Put your IT disaster recovery plan to the test
Operations teams need to make DR planning and preparation a priority every day of the year -- not just at test time. Here's how to keep apps and systems out of harm's way.
One of the central ideas of DevOps is if you do hard things, you grow comfortable doing hard things. Over time, a once-difficult task becomes routine. This same thinking should be applied to an IT disaster recovery plan. Planning for DR should be an everyday practice for all IT teams. By making it part of normal operations, there is no massive upheaval required to accommodate DR readiness, and both IT and the business will have more confidence in your DR capability.
Historically, DR testing was hard, manual and expensive. A disaster recovery plan was tested no more often than legal compliance required, if at all. If DR testing was only an annual event, every test failed because the documented processes were not updated for the last year of application and infrastructure changes. Since every DR test failed, neither IT nor the business had any faith in their DR readiness. Infrequent testing of an IT disaster recovery plan leads to significant problems at every test. A better solution is to test more often and eventually have fewer problems.
DR test strategies
DR automation products, such as VMware's Site Recovery Manager, take a large amount of manual work out of DR testing, which reduces the cost for DR readiness tests.
A nice side effect of virtualization is that DR tests can be run for subsets of the infrastructure without any impact on production applications. Rather than needing to fail over hundreds of applications at once for test purposes, each application can be verified by itself. This further reduces the cost for testing DR and assures readiness.

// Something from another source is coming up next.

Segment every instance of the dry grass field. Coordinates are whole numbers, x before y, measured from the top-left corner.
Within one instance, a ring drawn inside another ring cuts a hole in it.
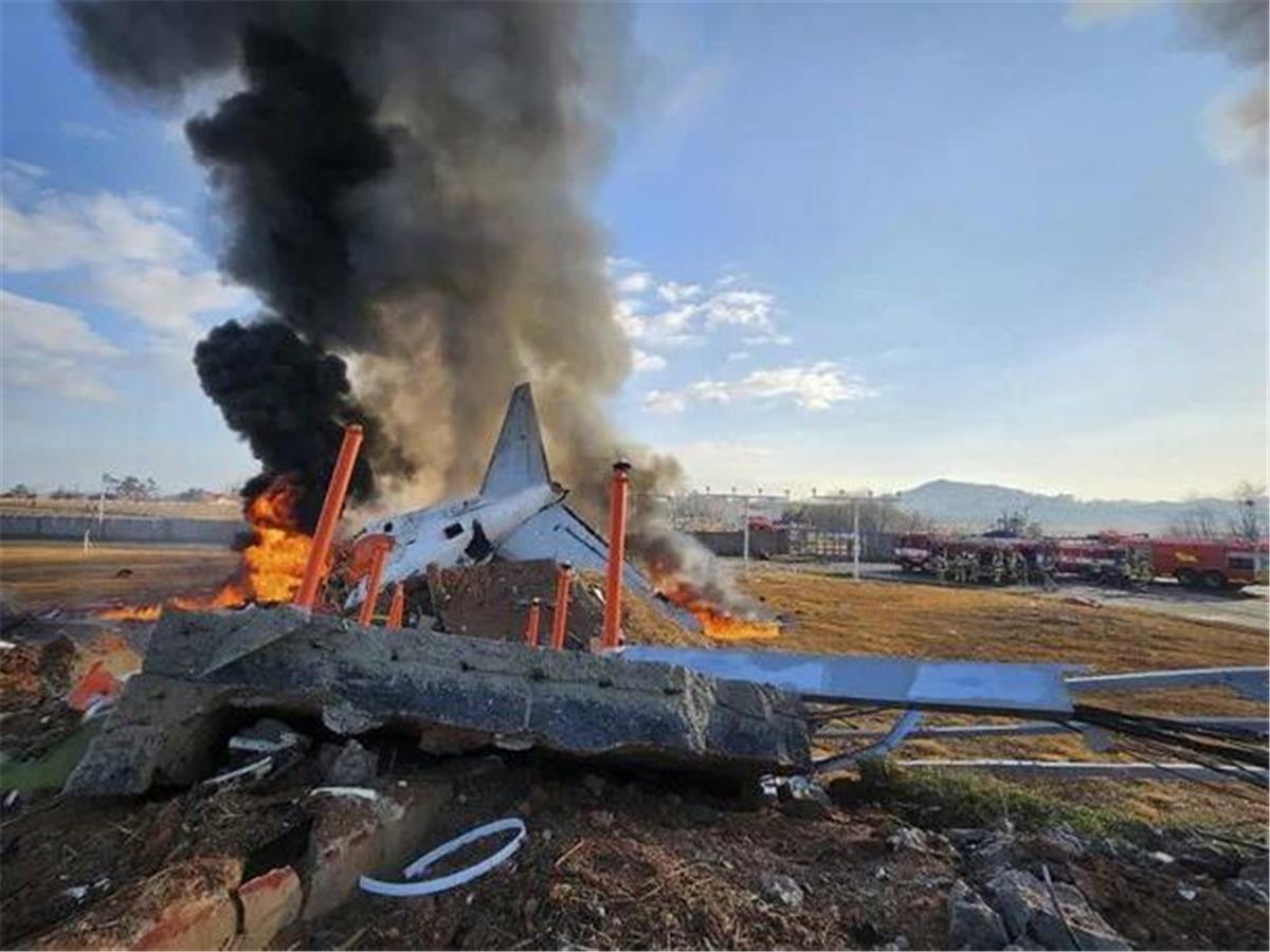
[[[211,546],[102,546],[84,555],[74,543],[6,542],[0,546],[0,592],[15,609],[85,608],[114,600],[154,602],[166,595],[215,589],[236,564],[227,548]],[[121,570],[127,574],[119,575]],[[856,583],[845,578],[756,567],[749,590],[794,622],[776,642],[787,651],[963,658],[997,661],[1068,661],[1110,673],[1143,668],[1264,665],[1264,632],[1140,609],[1064,602],[1060,598],[939,585]],[[732,646],[732,645],[730,645]],[[1096,703],[1160,713],[1265,715],[1262,704],[1223,691],[1147,692],[1097,696]],[[935,715],[928,724],[952,724]],[[861,727],[886,726],[864,718]],[[1109,759],[1078,737],[935,743],[913,740],[899,758]],[[1266,821],[1265,798],[1237,798],[1195,783],[1154,781],[1064,781],[1033,788],[1088,805],[1115,805],[1154,821],[1206,824]],[[1229,784],[1226,784],[1228,788]],[[1247,790],[1237,793],[1247,797]],[[1260,835],[1260,834],[1259,834]]]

When you reduce the complexity and cost of testing your IT disaster recovery plan, you can make it routine. Any issue uncovered by a DR test can be addressed immediately, and the DR process can be rerun until all problems are resolved. The combination of virtualization and DR automation has made DR testing routine. By having DR awareness part of everyday practice, an IT team can expose potential problems before they become actual problems.

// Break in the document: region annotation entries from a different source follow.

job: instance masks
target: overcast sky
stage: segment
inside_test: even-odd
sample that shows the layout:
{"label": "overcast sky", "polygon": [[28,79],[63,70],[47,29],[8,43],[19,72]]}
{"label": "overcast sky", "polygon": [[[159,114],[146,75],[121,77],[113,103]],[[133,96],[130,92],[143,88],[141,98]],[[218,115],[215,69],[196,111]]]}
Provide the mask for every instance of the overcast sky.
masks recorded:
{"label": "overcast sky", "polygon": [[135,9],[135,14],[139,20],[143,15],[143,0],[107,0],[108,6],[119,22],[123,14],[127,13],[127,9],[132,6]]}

The next progression beyond regular disaster testing is to make DR awareness a standard part of design, implementation and operational processes. In the same way that security is a real problem if it is added after the fact, DR is much easier to conduct if it is built in to the plan.
One element is to have DR requirements identified as part of the specification for any application that is brought into the organization. Defining the business requirement for recovery time objective and recovery point objective for each component during the design phase is far more reasonable than trying to get the same information after the product is deployed and the project team has moved on to new projects.

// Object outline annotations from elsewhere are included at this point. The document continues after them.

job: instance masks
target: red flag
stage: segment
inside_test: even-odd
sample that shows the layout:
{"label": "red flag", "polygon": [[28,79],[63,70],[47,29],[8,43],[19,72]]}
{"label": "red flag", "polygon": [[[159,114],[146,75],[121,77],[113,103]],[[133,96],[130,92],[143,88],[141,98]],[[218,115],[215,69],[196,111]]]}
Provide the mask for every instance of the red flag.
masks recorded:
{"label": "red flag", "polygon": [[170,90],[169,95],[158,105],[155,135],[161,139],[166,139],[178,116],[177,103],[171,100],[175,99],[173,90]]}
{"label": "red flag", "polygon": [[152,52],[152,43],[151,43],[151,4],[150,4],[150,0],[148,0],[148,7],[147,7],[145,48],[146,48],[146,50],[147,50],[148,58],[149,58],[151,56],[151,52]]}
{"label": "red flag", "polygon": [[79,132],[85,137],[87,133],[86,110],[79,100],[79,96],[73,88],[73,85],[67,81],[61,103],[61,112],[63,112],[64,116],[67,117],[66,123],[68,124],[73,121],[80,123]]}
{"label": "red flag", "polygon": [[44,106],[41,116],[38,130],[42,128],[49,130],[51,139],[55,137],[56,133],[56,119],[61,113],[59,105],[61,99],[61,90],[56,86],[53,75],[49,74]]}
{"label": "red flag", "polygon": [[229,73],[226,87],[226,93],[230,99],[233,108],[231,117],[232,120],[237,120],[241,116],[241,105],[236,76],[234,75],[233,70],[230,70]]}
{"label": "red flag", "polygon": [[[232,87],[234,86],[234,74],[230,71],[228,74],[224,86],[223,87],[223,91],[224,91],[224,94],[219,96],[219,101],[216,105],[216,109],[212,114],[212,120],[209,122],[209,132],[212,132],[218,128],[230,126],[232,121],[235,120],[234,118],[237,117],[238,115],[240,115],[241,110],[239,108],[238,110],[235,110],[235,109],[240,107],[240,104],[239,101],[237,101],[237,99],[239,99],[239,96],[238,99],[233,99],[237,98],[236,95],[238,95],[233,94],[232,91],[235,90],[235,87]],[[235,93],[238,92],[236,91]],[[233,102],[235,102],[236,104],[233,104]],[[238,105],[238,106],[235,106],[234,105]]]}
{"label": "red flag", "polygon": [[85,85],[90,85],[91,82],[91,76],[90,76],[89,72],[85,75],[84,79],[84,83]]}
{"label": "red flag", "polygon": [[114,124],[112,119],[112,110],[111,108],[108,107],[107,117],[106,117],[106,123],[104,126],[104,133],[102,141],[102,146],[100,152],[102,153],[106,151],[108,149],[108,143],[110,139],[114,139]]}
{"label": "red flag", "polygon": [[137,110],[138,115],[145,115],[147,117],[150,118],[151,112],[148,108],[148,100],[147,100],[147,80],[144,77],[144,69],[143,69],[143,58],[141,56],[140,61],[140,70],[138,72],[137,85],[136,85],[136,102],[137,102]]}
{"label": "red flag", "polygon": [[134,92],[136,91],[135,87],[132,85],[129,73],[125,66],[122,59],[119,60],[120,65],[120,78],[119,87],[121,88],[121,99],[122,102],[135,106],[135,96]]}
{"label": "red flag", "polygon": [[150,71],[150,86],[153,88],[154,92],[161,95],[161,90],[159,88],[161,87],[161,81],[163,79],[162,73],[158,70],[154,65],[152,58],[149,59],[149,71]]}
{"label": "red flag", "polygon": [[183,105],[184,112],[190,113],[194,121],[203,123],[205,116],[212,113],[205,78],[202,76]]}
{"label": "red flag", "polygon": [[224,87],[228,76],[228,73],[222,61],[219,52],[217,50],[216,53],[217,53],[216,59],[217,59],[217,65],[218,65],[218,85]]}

The design phase is also where dependencies should be identified. By doing so, we know what other infrastructure and application components need to be protected in order to safeguard a new application. These dependencies will also dictate where the new application fits into the existing IT disaster recovery plan and procedures.
Another element is in the planning of infrastructure changes with full DR awareness. The obvious part is ensuring DR capabilities when storage or virtualization is upgraded, but other changes can alter DR readiness. We see more products deployed that offer DR capabilities in addition to whatever other purposes they serve. Most hyper-converged platforms include replication, which can offer DR capabilities either as stand-alone services or integrated into existing DR automation. Modern data protection products can often be used for DR capabilities, mainly when the data protection is near continuous rather a daily backup like legacy products. Utilizing the DR capabilities of new products, where there were no DR capabilities previously, will deliver additional value for the upgrade.
The people part of an IT disaster recovery plan
The DR readiness of an application is often the responsibility of either the implementation project team or the operations team. DR readiness should be a part of both teams' processes and shared across the application lifecycle until the application is retired. The implementation team needs to ensure DR readiness is part of the implementation, but the operations team must ensure that DR readiness does not degrade over time.
It is easy for operational requirements to affect an application's DR state. VMs will sometimes migrate to non-replicated data stores because the replicated data stores ran out of space. This satisfies the immediate operational requirement, but it leaves the VMs and their applications unprotected. Similarly, a VM might be migrated to another data store, which is not part of a replication consistency group. Consequently, the application might fail at DR time. Including DR requirements in routine documentation will help with this awareness, along with periodic auditing of DR compliance.
The core of making DR awareness an everyday practice for all of IT is that people need education about the requirements and capabilities for DR. If this knowledge is held inside the backup or DR team, there is no way for the project and operations teams to incorporate DR readiness into their workdays.
Both virtualization and DevOps work best when knowledge is shared and teams can communicate freely. DR knowledge should also be freely shared. Making DR readiness a core part of standard IT processes will help to maintain continuous DR readiness and reduce the business risk of any disastrous event.